You can also explore the dataset there https://rom1504.github.io/clip-retrieval/

Thanks to approximate knn, it's possible to query and explore that 5B datasets with only 2TB of local storage, anyone can download the knn index and metadata to run that locally too.

Regarding duplicates, indeed it's an interesting topic!

Laion5b deduplicated samples by url+text, but not by image.

To deduplicate by image you need to have an efficient way to compute whether image a and b are the same.

An idea to do that is to compute an hash based on clip embeddings. A further idea would be to train a network actually good at dedup and not only similarity by training on positive and negative pairs, eg with triple loss.

Here's my plan on the topic https://docs.google.com/document/d/1AryWpV0dD_r9x82I_quUzBuR...

If anyone is interested to participate, I'd be happy to guide them to do that. This is an open effort, just join laion discord server and let's talk.

2 comments

You are probably very aware of it, but just to highlight the importance of this for people who aren't aware: data duplication degrades the training and makes memorization (and therefore plagiarism, in the technical sense) more likely. For language models, this includes near-similarities, which I'd guess would extend to images.
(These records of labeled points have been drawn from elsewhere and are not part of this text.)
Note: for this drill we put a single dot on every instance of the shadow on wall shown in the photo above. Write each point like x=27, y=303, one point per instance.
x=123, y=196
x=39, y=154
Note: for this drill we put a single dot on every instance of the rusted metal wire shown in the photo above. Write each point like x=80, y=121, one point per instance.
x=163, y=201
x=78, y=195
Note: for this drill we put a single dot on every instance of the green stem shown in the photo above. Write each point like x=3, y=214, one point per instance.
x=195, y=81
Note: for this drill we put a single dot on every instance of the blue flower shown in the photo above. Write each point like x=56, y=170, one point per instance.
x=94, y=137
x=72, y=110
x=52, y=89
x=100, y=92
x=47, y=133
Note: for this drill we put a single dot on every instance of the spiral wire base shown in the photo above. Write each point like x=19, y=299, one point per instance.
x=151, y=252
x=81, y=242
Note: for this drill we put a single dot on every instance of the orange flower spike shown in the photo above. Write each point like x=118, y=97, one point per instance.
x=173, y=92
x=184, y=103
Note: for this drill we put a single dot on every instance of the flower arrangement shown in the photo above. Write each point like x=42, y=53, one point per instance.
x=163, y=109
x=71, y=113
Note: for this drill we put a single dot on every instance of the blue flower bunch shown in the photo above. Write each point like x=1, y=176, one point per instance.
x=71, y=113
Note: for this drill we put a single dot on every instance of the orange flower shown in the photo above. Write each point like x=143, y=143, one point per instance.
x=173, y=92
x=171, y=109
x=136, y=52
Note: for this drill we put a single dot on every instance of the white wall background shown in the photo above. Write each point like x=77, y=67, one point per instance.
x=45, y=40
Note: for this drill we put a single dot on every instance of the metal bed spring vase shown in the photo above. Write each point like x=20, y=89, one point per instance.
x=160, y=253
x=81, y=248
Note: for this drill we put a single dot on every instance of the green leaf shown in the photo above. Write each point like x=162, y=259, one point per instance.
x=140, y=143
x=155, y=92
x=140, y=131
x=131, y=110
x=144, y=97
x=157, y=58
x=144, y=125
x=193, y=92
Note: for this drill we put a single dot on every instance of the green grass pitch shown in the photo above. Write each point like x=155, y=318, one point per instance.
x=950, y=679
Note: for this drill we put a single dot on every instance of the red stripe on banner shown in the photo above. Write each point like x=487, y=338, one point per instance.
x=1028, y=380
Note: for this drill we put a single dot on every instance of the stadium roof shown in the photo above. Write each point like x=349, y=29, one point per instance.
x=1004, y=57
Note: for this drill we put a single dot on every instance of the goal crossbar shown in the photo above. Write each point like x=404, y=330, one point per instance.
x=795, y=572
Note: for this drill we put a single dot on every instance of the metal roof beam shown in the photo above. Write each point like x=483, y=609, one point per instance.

Quantifying Memorization Across Neural Language Models https://arxiv.org/abs/2202.07646

Deduplicating Training Data Makes Language Models Better https://arxiv.org/abs/2107.06499 https://twitter.com/arankomatsuzaki/status/14154721921003397... https://twitter.com/katherine1ee/status/1415496898241339400

I have been using the rom1504 clip retrieval tool[0] up until now, but the Datasette browser[1] seems much better for Stable Diffusion users.

When my prompt isn't working, I often want to check whether the concepts I use are even present in the dataset.

For example, inputting `Jony Ive` returns pictures of Jony Ive in Datasette and pictures of apples and dolls in clip retrieval.

(I know laion 5B is not the same as laion aesthetic 6+, but that's a lesser issue.)

[0] - https://rom1504.github.io/clip-retrieval/

[1] - https://laion-aesthetic.datasette.io/laion-aesthetic-6pls/im...

This is due to the aesthetic scoring in the UI. Simply disable it if you want precise results rather than aesthetic ones.

It works for your example

I guess I'll disable it by default since it seems to confuse people

Done https://github.com/rom1504/clip-retrieval/commit/53e3383f58b...

Using clip for searching is better than direct text indexing for a variety of reasons but here for example because it matches better what stable diffusion sees

Still interesting to have a different view over the dataset!

If you want to scale this out, you could use elastic search

I see, thanks! I didn't realize that as I thought I want to keep aesthetic scoring enabled since Stable Diffusion was trained on LAION-Aesthetics.

---

Also: There is a joke to be made at Jony's expense regarding the need to turn off aesthetic scoring to see his face.